Archive for May, 2013


I feel as though I enjoyed a mini-con in Western Australia over the weekend!

Lee Battersby met me at the airport when I arrived on Friday. He wasn’t carrying a sign saying “Rockingham Rocks” or anything, but I concealed my disappointment and we headed out of town for Rockingham. Not sure if we stopped talking the whole way (Lego, writing, writers, movies, Dr Who, food, food again, family, writing). Lee provided a travelogue along the way, and I arrived at my B&B, The Anchorage, very well informed.

The Anchorage would prove to be a wonderful place to stay. A large old house, recently taken over by a new couple, it was close to the beach, close to cafes and restaurants and my room was comfy and quiet. The couple were so friendly and delighted to have an author to stay! I gave them a copy of Through Splintered Walls, hoping they wouldn’t read it before I left, because we all know my writing is a lot darker than my character may represent!

I had a quick shower and momentarily thought the place was haunted, because of the tiny, distant knocking sounds I heard. I realised, of course, that it was Lee and his son, come to collect me for dinner. Was I disappointed he wasn’t a ghost? Perhaps, again, momentarily.

Is Western Australia famous for mussels? Because I ate a bowl of the best mussels I have ever eaten, at Betty Blue Bistro. I think there were a hundred but I might be exaggerating. Lee and Lyn Battersby and I dissected stories, ideas, and future projects and I arrived back at the Anchorage feeling invigorated. Instead of writing, however, I watched crap on Foxtel.

On Saturday, I headed into the brand new Rockingham Arts Centre. My workshop was the very first event to be held there! We talked about using the landscape, and the landscape of memory, in writing. There were about 35 writers attending, and I was so thrilled when they started to read their pieces out. It was good stuff! Really, some wonderful stuff. Afterwards, a few of us ate lunch, where we shared ideas and I heard some amazing histories and some fascinating stories. I caught up with Arran Morton, journo for the local paper Sound Telegraph, and she took some snaps of the attendees.

Next, the launch of the Through Splintered Walls art exhibition! What an incredible thing. It is true, as I said in my little speech, that in 20 years of publishing, this is an absolute highlight. Alisa Krasnostein has pictures here. Amazing work, amazing people. It was so cool to talk to the artists and hear about their motivations and thoughts. I loved the irony that most of the pieces were positive; flowers, fruit, beauty, love, joy, using my book which is full of some of the darkest stories I’ve written.

A delicious pasta dinner with Alisa in Perth came after. Yum. Crab ravioli with a perfect napolitana sauce. I wish I had the leftovers, I’d eat them for breakfast.
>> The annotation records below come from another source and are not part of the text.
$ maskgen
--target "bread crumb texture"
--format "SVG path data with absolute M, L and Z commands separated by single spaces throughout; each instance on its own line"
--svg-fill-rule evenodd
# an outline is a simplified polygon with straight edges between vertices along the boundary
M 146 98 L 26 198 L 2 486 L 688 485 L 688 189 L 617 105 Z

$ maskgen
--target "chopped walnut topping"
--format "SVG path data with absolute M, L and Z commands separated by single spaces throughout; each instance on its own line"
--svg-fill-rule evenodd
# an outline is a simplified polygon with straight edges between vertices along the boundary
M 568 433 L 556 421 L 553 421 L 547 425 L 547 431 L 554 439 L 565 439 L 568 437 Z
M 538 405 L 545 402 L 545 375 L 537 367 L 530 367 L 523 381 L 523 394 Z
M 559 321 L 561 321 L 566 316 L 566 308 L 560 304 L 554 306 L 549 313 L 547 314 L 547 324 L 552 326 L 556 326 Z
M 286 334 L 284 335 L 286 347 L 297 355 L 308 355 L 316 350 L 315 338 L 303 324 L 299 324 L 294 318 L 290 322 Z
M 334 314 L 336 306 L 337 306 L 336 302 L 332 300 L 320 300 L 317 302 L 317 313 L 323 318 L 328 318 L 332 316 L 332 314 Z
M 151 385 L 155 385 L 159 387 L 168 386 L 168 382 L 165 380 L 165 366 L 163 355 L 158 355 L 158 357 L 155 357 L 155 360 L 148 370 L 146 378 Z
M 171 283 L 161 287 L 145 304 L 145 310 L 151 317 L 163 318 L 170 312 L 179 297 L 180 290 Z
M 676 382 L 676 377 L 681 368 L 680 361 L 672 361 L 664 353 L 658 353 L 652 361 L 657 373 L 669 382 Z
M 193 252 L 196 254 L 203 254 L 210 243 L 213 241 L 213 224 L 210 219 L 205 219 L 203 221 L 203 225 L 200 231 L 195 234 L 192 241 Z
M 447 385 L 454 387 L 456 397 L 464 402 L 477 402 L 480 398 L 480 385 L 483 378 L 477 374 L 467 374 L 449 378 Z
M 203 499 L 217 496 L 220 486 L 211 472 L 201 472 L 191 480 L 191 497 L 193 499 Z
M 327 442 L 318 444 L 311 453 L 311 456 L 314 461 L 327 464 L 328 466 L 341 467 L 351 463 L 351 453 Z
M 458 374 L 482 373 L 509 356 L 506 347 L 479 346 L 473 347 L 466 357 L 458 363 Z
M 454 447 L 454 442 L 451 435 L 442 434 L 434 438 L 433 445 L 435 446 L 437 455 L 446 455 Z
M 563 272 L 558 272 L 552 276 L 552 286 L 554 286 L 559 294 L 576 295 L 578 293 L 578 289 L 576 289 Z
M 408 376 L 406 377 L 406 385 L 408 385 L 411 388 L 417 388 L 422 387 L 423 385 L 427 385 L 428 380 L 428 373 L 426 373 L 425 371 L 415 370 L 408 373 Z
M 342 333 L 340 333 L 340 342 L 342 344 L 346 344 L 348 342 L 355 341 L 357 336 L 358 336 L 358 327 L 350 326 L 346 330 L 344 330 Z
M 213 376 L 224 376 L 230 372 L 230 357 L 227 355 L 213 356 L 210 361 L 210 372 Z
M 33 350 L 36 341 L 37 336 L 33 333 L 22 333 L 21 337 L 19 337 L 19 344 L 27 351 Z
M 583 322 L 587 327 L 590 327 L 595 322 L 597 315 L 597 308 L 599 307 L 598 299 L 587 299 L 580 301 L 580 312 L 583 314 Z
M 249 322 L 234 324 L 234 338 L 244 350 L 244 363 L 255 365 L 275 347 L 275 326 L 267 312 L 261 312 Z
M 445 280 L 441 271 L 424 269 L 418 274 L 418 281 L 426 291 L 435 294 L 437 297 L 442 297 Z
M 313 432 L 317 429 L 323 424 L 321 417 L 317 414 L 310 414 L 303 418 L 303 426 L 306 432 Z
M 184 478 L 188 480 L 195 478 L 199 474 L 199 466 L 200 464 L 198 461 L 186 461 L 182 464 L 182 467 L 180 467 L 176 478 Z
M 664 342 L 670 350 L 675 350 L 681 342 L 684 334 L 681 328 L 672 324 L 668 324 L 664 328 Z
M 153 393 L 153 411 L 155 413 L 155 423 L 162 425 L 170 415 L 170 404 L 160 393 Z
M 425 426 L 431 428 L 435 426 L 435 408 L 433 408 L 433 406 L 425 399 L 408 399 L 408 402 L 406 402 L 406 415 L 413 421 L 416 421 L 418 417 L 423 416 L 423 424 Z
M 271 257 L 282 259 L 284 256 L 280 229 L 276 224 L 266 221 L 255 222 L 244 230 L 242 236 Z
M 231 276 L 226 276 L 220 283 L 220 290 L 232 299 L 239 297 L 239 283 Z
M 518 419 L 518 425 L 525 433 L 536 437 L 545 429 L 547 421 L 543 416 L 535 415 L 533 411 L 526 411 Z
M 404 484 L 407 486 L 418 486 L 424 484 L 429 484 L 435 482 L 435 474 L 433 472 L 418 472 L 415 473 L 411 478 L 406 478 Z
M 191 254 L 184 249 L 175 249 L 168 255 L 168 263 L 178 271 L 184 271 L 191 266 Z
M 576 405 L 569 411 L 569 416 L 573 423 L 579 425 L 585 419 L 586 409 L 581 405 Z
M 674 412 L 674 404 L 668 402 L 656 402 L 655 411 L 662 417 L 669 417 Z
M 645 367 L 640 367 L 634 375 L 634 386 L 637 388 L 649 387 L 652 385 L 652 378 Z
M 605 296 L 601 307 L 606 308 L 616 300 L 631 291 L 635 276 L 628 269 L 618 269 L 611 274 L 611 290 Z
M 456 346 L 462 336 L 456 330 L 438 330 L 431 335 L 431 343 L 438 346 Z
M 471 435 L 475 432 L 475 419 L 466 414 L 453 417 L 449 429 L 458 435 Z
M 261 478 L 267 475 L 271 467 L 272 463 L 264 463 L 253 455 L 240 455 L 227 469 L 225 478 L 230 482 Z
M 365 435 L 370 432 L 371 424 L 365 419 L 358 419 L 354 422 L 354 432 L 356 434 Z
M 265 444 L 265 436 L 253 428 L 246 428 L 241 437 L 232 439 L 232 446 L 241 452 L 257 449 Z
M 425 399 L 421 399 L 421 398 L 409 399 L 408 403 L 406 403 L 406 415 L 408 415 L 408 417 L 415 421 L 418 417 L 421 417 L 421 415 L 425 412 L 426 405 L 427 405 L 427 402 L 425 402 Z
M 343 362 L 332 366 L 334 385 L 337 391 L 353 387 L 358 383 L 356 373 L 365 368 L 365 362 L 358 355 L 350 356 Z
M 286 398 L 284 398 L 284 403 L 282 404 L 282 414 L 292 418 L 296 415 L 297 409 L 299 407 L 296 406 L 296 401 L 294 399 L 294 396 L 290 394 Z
Sunday, it was back to the Betty Blue Bistro. Sad to say I ordered the chilli mussels again, knowing that this might be the last chance ever to eat them! A wonderful array of Western Australian writers joined me for lunch, which went for six hours. The longest lunch I’ve had since I worked in Advertising! Actually, I lie. I love a good long lunch, and quite often, if you’re invited to lunch at my house, I’ll be feeding you dinner, too!

Monday I ventured into the Rockingham library to work, because my plane wasn’t until the afternoon. A very different area of Rockingham than the beach front. Lots of industrials, and the food was of the truck stop variety. I do like to try to local speciality, so when I heard two people in a row order the cheese sausage, I knew that was it.

Deep fried sausage. Stuffed with the kind of cheese that goes transcluent when you heat it.

I draw a veil over that.

Lee collected me to take me to the airport. He did such an amazing job pulling together the workshop and the incredible exhibition. And he’s a bloody good writer, too and quite amusing.

I had the whole row to myself going home, Skyfall was on the TV, and cheese and bikkies just when I was feeling peckish.

An inspiring, laughter-filled, delightful weekend.